Some energy officials waiting for an opportunity to enter Nevada's soon -to-be-deregulated power market were disappointed by the International Energy Foundation's focus on technology demonstration.

"The demonstration mode is past," said Gary Bailey, manager of Duke Solar's Nevada office. The barren dry lake bed in Eldorado Valley is "too good" for energy production to be wasted on a demonstration park.

"This has the potential to be the largest renewable energy park in the world if they wanted it to," Bailey said.

When the test site development firm first pitched the project to Boulder City officials in May the suggestion was the park would be geared exclusively toward power generation. Companies in the proposed park would have access to the power grid, enabling them to sell electricity to consumers as faraway as Arizona and Southern California.

But the resolution approved this morning advocates the creation of a "Green Energy Futures Park" in Boulder City intended to serve as "an educational showcase of world power solutions for the 21st Century (and) act as a focal point for the education of the masses."

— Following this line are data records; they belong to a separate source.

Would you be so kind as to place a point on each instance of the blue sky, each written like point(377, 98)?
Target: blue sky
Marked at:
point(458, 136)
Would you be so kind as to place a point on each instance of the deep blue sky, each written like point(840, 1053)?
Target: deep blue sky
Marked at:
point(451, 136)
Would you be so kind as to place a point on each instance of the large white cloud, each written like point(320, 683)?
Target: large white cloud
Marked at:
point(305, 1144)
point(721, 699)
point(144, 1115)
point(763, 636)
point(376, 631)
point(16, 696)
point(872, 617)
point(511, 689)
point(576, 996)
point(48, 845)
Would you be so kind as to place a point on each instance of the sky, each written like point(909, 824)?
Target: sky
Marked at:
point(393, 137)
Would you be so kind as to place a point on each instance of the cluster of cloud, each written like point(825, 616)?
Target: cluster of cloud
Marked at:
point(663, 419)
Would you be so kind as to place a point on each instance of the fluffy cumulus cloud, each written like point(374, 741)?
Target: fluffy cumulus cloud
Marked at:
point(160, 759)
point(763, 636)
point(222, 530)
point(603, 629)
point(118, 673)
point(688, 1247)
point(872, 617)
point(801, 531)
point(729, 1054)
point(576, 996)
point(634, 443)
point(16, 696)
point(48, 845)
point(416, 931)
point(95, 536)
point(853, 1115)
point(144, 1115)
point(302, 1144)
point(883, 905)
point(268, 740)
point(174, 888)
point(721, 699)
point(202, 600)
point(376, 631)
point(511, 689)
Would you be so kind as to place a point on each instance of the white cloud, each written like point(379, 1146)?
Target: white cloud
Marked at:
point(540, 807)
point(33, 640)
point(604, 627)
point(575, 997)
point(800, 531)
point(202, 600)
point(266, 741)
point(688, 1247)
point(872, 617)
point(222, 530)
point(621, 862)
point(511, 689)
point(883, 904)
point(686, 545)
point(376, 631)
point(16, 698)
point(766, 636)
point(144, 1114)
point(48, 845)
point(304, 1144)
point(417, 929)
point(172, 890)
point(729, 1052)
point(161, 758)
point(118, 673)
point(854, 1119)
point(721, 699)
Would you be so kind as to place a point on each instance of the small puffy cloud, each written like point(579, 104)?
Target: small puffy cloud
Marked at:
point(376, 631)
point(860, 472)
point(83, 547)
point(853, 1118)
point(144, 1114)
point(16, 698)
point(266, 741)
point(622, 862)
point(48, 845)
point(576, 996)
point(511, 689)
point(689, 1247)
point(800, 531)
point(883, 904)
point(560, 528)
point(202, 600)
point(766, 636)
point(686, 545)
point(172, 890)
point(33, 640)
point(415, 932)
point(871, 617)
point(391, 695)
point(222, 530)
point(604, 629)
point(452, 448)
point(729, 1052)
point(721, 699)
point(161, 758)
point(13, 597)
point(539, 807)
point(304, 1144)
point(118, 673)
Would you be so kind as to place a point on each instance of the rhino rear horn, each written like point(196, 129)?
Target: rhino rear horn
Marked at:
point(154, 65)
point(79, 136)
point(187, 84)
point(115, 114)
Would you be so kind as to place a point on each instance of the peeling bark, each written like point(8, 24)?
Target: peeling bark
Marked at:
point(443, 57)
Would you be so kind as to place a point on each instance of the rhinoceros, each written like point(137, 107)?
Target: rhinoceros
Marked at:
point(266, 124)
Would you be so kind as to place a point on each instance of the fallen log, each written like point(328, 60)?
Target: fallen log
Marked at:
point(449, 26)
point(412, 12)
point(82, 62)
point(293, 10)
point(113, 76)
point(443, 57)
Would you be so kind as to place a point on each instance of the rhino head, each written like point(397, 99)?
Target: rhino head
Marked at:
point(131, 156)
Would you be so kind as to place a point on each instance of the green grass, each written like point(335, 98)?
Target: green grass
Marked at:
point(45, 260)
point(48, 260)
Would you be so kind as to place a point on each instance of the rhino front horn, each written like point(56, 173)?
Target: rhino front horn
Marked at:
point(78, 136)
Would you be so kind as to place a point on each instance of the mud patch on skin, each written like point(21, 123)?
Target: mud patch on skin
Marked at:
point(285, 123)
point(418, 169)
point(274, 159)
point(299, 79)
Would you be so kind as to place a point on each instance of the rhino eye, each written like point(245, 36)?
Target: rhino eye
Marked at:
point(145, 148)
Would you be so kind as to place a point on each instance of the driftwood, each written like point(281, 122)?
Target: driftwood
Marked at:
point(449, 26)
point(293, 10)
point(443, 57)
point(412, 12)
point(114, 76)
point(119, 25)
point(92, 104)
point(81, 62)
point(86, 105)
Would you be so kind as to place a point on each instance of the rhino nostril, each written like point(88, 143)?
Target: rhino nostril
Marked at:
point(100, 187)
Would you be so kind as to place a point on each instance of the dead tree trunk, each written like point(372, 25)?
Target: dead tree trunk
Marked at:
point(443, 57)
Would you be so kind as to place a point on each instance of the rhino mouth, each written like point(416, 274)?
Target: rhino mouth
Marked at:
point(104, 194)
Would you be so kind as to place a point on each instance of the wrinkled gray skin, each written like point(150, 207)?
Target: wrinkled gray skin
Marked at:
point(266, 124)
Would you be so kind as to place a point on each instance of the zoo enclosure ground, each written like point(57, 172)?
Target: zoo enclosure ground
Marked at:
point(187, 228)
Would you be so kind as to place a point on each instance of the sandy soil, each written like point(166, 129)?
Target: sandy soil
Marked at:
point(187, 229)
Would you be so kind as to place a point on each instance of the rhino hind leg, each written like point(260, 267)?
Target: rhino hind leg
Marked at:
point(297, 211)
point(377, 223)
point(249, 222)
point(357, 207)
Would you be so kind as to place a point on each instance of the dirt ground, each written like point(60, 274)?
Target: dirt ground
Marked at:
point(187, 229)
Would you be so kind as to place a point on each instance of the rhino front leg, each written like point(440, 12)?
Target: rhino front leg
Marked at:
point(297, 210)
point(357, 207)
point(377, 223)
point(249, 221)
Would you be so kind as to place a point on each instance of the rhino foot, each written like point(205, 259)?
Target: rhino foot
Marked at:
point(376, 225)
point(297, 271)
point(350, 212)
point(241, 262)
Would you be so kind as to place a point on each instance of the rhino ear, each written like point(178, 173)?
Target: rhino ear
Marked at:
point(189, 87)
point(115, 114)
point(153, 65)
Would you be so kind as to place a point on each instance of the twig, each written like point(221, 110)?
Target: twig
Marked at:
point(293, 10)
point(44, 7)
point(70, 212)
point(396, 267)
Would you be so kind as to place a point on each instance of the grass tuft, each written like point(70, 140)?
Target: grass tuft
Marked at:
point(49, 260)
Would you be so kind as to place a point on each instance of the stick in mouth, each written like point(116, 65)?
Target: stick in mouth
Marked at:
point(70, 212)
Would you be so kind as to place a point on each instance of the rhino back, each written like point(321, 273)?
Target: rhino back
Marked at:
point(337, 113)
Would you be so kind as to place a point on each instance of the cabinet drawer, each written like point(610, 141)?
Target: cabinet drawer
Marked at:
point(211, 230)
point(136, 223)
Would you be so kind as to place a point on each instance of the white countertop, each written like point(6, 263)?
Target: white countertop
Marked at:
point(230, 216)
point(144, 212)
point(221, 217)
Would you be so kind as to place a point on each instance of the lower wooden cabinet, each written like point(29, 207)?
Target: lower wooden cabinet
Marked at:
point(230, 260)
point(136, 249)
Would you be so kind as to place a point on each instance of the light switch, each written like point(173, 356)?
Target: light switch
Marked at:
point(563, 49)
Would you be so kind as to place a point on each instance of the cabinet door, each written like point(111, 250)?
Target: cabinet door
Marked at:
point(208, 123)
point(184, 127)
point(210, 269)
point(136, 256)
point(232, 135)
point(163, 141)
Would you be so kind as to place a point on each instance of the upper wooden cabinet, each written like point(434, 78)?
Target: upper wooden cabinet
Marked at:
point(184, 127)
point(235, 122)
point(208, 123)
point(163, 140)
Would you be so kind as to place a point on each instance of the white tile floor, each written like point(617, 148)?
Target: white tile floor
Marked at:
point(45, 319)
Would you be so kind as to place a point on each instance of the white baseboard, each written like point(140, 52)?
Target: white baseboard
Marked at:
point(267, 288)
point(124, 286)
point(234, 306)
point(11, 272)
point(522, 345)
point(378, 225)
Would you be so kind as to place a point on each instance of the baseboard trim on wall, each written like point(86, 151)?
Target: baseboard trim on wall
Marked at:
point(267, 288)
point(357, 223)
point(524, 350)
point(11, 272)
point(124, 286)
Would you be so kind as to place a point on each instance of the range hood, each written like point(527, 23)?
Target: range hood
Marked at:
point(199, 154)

NTSDC Vice President George Ormiston agreed that energy production is not a major part of the proposed demonstration center.

"The actual power generation there will be very limited," Ormiston said. "Everyone I talk to is excited about it. It think the trick is to get the land resolved and then talk publicly about how (it will be developed). You can't put the cart before the horse."

But he hinted with a wink that a "second phase" expected to focus on energy production could be next.

The NTSDC, which entered into a memorandum of understanding with Boulder City officials last month, is still negotiating the terms of a lease on 300 acres in Eldorado Valley.

No partners have joined the NTSDC in the proposed project. The nonprofit agency is faced with attracting participants after the lease agreement is struck.

Although 2,500 acres in the Eldorado Valley were designated by Boulder City as a "renewable technology park" in 1995 when the town purchased 66 square miles from the U.S. Bureau of Land Management the only company that has located in the valley is a gas-powered power plant -- opposed by more than 1,000 residents concerned with air pollution.

The owner of that plant, a partnership of Sempra and Reliant Energy known as El Dorado Energy, is now negotiating with Boulder City officials for a second gas-fired power plant.

The resolution was announced this morning at a press conference attended by Boulder City Mayor Bob Ferraro, NTSDC President and CEO Tim Carlson and Peter Catania, chairman of the International Energy Foundation.